Mais cette exclusion n'est pas définitive. De même que la mort, elle se refuse à la considérer comme irrévocable. Parce qu'elle a foi en elle-même, une société saine ne peut admettre qu'un individu qui a fait partie de sa propre substance , sur lequel elle a imprimé sa marque, soit perdu pour toujours ; le dernier mot doit rester à la vie : sous des formes diverses, le défunt sortira des affres de la mort pour rentrer dans la paix de la communion humaine. Cette délivrance, cette réintégration constituent, nous l'avons vu, l'un des actes les plus solennels de la vie collective dans les sociétés les moins avancées que nous puissions atteindre. Et quand, plus près de nous, l’Église chrétienne garantit à ceux qui seront pleinement entrés en elle " la résurrection et la vie ", elle ne fait que formuler, en la rajeunissant, la promesse que toute Société religieuse fait implicitement à ses membres. Seulement ce qui était l’œuvre de la collectivité elle-même, agissant par des rites adaptés, devient l'attribut d'une personne divine, d'un Sauveur qui, par sa mort-sacrifice, a triomphé de la mort et en a libéré ses fidèles ; la résurrection, au lieu d'être l'effet d'une cérémonie déterminée, est un effet de la grâce de Dieu, ajourné à un terme indéfini . Ainsi, à quelque moment que nous nous placions de l'évolution religieuse, à la notion de la mort se lie celle d'une résurrection à l'exclusion succède une intégration nouvelle.

L'individu, une fois la mort franchie, ne retournera pas simplement à la vie qu'il a quittée ; la séparation a été trop profonde pour pouvoir être aussitôt abolie. Il sera réuni à ceux qui comme lui et avant lui sont partis de ce monde, aux ancêtres ; il entrera dans cette société mythique des âmes que chaque société se construit à l'image d'elle-même. Or, la cité céleste ou souterraine n'est pas la simple reproduction de la cité terrestre. En se reformant par-delà la mort, la société s'affranchit des contraintes extérieures, de nécessités physi-ques, qui ici-bas s'opposent constamment à l'essor du désir collectif.
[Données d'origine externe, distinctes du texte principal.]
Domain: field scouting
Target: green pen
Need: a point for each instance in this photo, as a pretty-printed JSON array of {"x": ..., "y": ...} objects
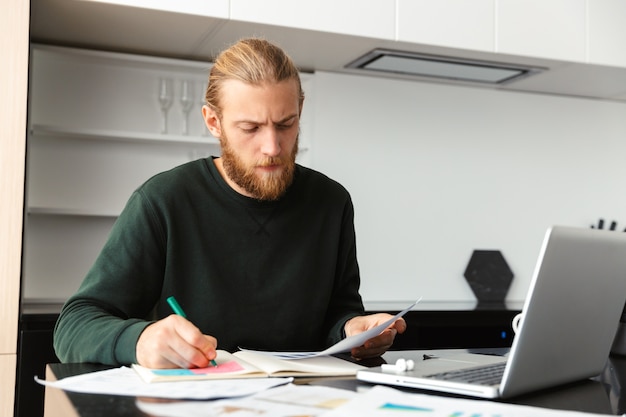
[{"x": 179, "y": 310}]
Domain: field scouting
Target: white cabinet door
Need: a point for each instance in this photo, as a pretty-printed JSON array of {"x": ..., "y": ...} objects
[
  {"x": 369, "y": 18},
  {"x": 607, "y": 32},
  {"x": 449, "y": 23},
  {"x": 553, "y": 29},
  {"x": 213, "y": 8}
]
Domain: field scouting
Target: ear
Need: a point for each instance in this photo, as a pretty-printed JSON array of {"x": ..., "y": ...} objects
[{"x": 212, "y": 121}]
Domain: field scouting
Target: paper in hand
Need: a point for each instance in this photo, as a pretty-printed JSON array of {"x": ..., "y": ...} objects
[{"x": 343, "y": 345}]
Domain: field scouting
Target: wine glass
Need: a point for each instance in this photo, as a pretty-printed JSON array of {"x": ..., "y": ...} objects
[
  {"x": 166, "y": 98},
  {"x": 205, "y": 129},
  {"x": 186, "y": 102}
]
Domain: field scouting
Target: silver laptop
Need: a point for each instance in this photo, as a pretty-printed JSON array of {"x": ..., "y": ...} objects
[{"x": 570, "y": 317}]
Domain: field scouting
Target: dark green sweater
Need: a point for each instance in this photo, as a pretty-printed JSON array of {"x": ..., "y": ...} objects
[{"x": 277, "y": 275}]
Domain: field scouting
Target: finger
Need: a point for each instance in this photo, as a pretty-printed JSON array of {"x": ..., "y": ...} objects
[
  {"x": 400, "y": 325},
  {"x": 195, "y": 348},
  {"x": 375, "y": 346}
]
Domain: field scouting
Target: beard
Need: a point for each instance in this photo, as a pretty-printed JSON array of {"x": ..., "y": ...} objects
[{"x": 267, "y": 186}]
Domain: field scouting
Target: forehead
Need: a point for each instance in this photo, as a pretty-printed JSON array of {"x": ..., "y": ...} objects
[{"x": 275, "y": 98}]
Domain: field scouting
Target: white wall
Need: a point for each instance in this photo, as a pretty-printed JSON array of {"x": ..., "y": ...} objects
[{"x": 437, "y": 171}]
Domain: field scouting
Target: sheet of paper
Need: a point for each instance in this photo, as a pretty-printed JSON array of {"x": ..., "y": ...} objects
[
  {"x": 285, "y": 401},
  {"x": 343, "y": 345},
  {"x": 125, "y": 381},
  {"x": 384, "y": 401}
]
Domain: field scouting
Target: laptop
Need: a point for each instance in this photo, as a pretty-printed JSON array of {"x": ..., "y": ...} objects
[{"x": 569, "y": 320}]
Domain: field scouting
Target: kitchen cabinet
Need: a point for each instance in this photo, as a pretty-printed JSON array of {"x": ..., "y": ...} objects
[
  {"x": 449, "y": 23},
  {"x": 552, "y": 29},
  {"x": 607, "y": 32},
  {"x": 369, "y": 18},
  {"x": 94, "y": 136}
]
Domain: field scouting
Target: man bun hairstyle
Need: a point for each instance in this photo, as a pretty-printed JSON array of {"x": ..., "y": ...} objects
[{"x": 253, "y": 61}]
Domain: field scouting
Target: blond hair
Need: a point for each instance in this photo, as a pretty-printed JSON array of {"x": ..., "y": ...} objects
[{"x": 252, "y": 61}]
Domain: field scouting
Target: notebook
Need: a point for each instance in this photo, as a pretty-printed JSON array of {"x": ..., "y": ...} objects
[{"x": 569, "y": 320}]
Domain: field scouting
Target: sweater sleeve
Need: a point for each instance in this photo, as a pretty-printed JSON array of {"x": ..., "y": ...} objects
[
  {"x": 103, "y": 320},
  {"x": 346, "y": 301}
]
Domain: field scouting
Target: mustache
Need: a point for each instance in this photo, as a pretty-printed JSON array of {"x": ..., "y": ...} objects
[{"x": 270, "y": 161}]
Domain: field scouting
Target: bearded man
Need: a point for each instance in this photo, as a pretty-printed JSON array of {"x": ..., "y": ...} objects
[{"x": 259, "y": 251}]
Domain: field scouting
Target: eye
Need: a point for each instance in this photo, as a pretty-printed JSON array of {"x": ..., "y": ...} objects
[{"x": 249, "y": 129}]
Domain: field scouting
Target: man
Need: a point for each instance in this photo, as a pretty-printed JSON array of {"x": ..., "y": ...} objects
[{"x": 259, "y": 251}]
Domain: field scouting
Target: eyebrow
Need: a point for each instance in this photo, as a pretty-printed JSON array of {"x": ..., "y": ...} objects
[{"x": 284, "y": 120}]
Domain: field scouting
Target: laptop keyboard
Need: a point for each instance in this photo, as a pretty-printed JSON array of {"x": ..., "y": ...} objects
[{"x": 484, "y": 375}]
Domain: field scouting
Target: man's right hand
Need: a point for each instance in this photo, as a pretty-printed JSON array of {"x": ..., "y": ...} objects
[{"x": 174, "y": 342}]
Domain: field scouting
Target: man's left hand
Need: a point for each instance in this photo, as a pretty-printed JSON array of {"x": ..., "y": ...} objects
[{"x": 378, "y": 345}]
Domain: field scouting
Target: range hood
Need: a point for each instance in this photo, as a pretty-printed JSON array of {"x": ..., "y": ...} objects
[{"x": 445, "y": 68}]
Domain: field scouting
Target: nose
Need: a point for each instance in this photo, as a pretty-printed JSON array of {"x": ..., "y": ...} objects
[{"x": 271, "y": 142}]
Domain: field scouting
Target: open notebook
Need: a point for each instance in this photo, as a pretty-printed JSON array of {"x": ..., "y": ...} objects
[
  {"x": 244, "y": 364},
  {"x": 570, "y": 317}
]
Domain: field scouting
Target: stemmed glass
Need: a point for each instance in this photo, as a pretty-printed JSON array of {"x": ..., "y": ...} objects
[
  {"x": 166, "y": 98},
  {"x": 186, "y": 102},
  {"x": 205, "y": 130}
]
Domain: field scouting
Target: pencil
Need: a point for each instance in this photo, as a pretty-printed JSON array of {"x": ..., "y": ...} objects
[{"x": 179, "y": 310}]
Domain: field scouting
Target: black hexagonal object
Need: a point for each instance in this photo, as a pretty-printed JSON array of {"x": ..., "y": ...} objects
[{"x": 489, "y": 276}]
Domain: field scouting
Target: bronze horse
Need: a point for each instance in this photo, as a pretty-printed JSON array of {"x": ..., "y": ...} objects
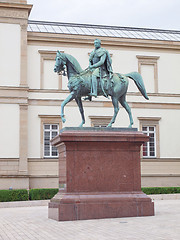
[{"x": 79, "y": 84}]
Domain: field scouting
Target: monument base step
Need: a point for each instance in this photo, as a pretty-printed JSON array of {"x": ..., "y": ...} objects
[{"x": 81, "y": 206}]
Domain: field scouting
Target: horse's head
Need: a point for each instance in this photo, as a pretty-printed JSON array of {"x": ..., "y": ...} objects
[{"x": 60, "y": 63}]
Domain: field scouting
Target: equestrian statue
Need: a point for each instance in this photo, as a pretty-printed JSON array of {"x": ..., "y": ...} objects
[{"x": 96, "y": 80}]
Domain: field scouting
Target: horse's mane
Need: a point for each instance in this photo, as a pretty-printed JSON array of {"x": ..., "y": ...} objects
[{"x": 74, "y": 63}]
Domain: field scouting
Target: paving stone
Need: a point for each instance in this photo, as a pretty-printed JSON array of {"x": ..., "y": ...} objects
[{"x": 32, "y": 223}]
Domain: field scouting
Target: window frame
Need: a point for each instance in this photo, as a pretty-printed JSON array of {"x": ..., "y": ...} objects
[
  {"x": 151, "y": 122},
  {"x": 51, "y": 132},
  {"x": 149, "y": 60},
  {"x": 148, "y": 132},
  {"x": 47, "y": 119},
  {"x": 48, "y": 55}
]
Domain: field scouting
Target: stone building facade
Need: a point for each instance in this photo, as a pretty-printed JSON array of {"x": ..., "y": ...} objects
[{"x": 31, "y": 95}]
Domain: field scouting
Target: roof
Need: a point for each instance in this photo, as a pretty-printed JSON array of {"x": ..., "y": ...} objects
[{"x": 102, "y": 30}]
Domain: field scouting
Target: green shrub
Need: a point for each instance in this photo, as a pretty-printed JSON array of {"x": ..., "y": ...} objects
[
  {"x": 42, "y": 194},
  {"x": 161, "y": 190},
  {"x": 13, "y": 195}
]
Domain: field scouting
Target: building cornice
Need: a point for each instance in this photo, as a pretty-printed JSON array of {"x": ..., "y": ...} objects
[
  {"x": 18, "y": 6},
  {"x": 53, "y": 38}
]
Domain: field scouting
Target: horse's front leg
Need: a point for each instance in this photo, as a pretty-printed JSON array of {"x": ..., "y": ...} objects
[
  {"x": 79, "y": 103},
  {"x": 67, "y": 100},
  {"x": 116, "y": 110}
]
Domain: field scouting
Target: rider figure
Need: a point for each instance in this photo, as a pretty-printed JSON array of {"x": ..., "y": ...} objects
[{"x": 100, "y": 65}]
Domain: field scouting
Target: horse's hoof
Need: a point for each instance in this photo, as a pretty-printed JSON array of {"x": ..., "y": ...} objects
[{"x": 63, "y": 120}]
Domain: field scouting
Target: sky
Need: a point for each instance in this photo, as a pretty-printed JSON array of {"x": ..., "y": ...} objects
[{"x": 158, "y": 14}]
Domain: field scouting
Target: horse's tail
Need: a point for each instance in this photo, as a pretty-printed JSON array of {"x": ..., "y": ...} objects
[{"x": 139, "y": 82}]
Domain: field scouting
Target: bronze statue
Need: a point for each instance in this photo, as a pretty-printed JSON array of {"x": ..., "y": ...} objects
[
  {"x": 83, "y": 83},
  {"x": 100, "y": 65}
]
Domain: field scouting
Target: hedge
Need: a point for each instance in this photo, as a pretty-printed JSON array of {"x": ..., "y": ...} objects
[
  {"x": 161, "y": 190},
  {"x": 13, "y": 195},
  {"x": 42, "y": 194}
]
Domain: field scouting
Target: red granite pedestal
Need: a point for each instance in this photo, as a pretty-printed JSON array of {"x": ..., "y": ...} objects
[{"x": 103, "y": 177}]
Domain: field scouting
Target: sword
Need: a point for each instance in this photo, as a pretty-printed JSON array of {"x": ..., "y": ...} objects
[{"x": 100, "y": 71}]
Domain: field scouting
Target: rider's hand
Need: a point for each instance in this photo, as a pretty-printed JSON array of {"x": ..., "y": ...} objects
[{"x": 91, "y": 67}]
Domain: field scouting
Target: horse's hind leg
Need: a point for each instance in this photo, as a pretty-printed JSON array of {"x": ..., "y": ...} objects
[
  {"x": 79, "y": 103},
  {"x": 116, "y": 110},
  {"x": 67, "y": 100},
  {"x": 123, "y": 102}
]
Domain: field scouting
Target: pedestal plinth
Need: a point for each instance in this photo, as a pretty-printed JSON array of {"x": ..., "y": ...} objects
[{"x": 103, "y": 178}]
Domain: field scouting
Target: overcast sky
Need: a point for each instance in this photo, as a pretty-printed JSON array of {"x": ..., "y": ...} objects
[{"x": 163, "y": 14}]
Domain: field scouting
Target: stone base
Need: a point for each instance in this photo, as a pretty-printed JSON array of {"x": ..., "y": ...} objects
[{"x": 81, "y": 206}]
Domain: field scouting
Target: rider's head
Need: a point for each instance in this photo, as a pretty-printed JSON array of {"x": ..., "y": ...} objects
[{"x": 97, "y": 43}]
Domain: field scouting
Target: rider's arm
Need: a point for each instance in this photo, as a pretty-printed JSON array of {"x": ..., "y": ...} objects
[{"x": 101, "y": 62}]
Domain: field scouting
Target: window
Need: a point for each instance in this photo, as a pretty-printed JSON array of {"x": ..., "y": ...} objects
[
  {"x": 50, "y": 131},
  {"x": 149, "y": 148},
  {"x": 148, "y": 68},
  {"x": 49, "y": 80},
  {"x": 150, "y": 126},
  {"x": 50, "y": 126}
]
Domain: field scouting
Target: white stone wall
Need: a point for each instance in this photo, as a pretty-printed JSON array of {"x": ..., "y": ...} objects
[{"x": 10, "y": 44}]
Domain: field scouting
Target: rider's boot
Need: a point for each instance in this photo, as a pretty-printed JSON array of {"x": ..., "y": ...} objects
[{"x": 94, "y": 86}]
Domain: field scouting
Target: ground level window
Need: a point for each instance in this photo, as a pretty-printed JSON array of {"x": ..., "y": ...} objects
[
  {"x": 50, "y": 131},
  {"x": 149, "y": 148}
]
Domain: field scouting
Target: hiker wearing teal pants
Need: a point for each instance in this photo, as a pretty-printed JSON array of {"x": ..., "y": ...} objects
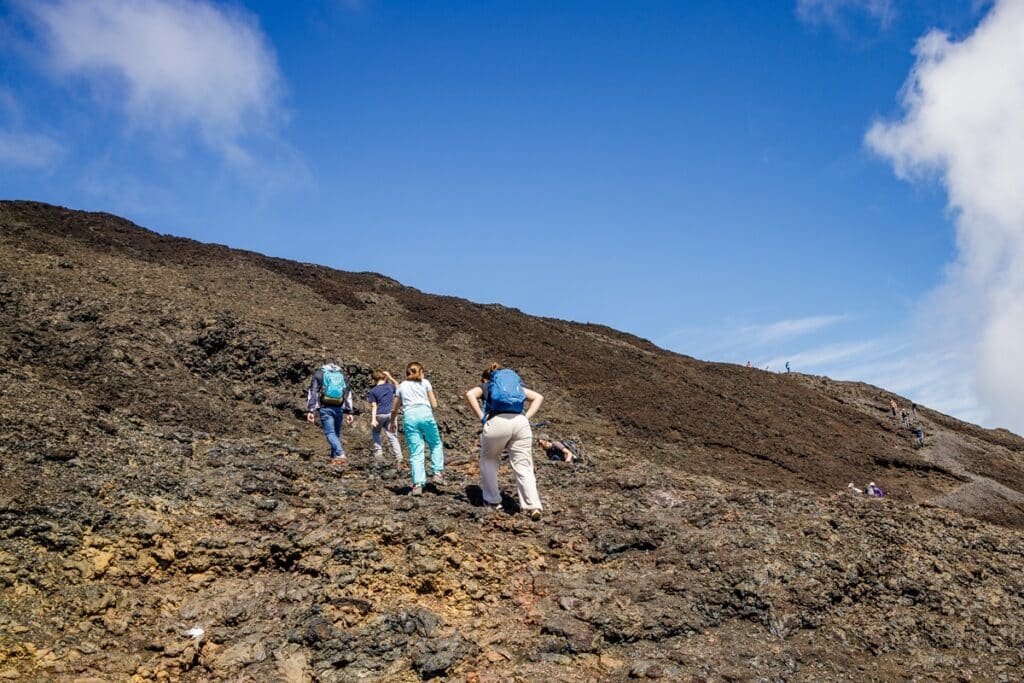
[{"x": 416, "y": 398}]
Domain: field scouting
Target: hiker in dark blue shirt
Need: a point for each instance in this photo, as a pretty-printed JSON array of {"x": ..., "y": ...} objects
[
  {"x": 381, "y": 399},
  {"x": 330, "y": 396}
]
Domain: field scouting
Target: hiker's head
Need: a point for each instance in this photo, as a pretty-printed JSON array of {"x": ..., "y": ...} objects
[
  {"x": 414, "y": 371},
  {"x": 485, "y": 376}
]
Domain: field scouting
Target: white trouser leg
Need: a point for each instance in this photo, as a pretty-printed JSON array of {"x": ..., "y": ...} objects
[
  {"x": 493, "y": 441},
  {"x": 521, "y": 459}
]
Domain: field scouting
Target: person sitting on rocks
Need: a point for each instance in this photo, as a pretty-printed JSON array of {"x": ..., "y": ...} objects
[
  {"x": 505, "y": 426},
  {"x": 416, "y": 398},
  {"x": 330, "y": 396},
  {"x": 556, "y": 451}
]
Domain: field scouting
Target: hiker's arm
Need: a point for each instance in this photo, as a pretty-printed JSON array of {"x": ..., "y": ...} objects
[
  {"x": 312, "y": 394},
  {"x": 473, "y": 396},
  {"x": 395, "y": 412},
  {"x": 348, "y": 408},
  {"x": 535, "y": 402}
]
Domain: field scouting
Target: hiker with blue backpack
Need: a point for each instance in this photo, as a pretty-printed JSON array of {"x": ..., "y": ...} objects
[
  {"x": 506, "y": 412},
  {"x": 416, "y": 398},
  {"x": 330, "y": 396}
]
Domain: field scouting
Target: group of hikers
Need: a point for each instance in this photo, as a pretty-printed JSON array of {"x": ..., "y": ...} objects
[{"x": 502, "y": 402}]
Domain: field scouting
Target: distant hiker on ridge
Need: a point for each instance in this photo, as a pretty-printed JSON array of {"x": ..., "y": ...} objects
[
  {"x": 381, "y": 399},
  {"x": 330, "y": 396},
  {"x": 505, "y": 426},
  {"x": 555, "y": 450},
  {"x": 416, "y": 398}
]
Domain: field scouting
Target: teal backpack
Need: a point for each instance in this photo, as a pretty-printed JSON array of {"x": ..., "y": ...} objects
[{"x": 333, "y": 387}]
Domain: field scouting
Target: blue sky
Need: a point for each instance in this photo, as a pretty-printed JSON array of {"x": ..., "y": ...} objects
[{"x": 697, "y": 173}]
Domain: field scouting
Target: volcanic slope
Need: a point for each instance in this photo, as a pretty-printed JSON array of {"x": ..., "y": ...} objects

Justement parce que l'autre monde n'existe qu'en idée, il est libre de toute limitation, il est - ou peut être - le lieu de l'idéal : rien ne s'oppose plus à ce que dans les " chasses bienheureuses " de l'au-delà, le gibier soit perpétuellement abon-dant, à ce que pour l'Anglais avide de psaumes chaque jour de la vie éternelle soit un dimanche. De plus, dans certaines sociétés, la façon dont se termine l'existence terrestre constitue pour celle-ci une sorte de tare ; la mort répand son ombre sur ce monde et le triomphe même que l'âme a remporté sur elle lui ouvre une vie infiniment plus belle et plus pure . Sans doute ces notions ne se présentent pas dès l'abord sous une forme précise et définie ; c'est surtout quand la société religieuse s'est différenciée de la société domestique ou politique que la mort paraît délivrer le croyant des fatalités charnelles et temporelles qui, ici-bas, le tenaient séparé de Dieu ; elle le fait entrer, régénéré, dans la communion des saints, dans l’Église invisible digne d'entourer immédiatement au ciel le Seigneur dont elle procède. Mais, d'une manière enveloppée et vague, la même conception est présente, dès le début de J'évolution religieuse : en rejoignant ses pères, le mort renaît transfiguré, élevé à une puissance et à une dignité supérieures ; en d'autres termes, la mort, aux yeux des primitifs, est une initiation .

Cette formule n'est pas une simple métaphore ; si la mort est bien pour la conscience collective le passage de la société visible à la société invisible, elle est une opération exactement analogue à celle par laquelle le jeune homme est extrait de la société des femmes et des enfants et introduit dans celle des hommes adultes ; cette intégration nouvelle qui donne à l'individu accès aux mystères sacrés de la tribu implique, elle aussi, un changement profond de sa personne, un renouvellement de son corps et de son âme qui lui fait acquérir la capacité religieuse et morale nécessaire. Et la similitude des deux phénomènes est si fondamentale que ce changement s'opère très souvent par la mort figurée de l'aspirant, suivie de sa renaissance à une vie supérieure .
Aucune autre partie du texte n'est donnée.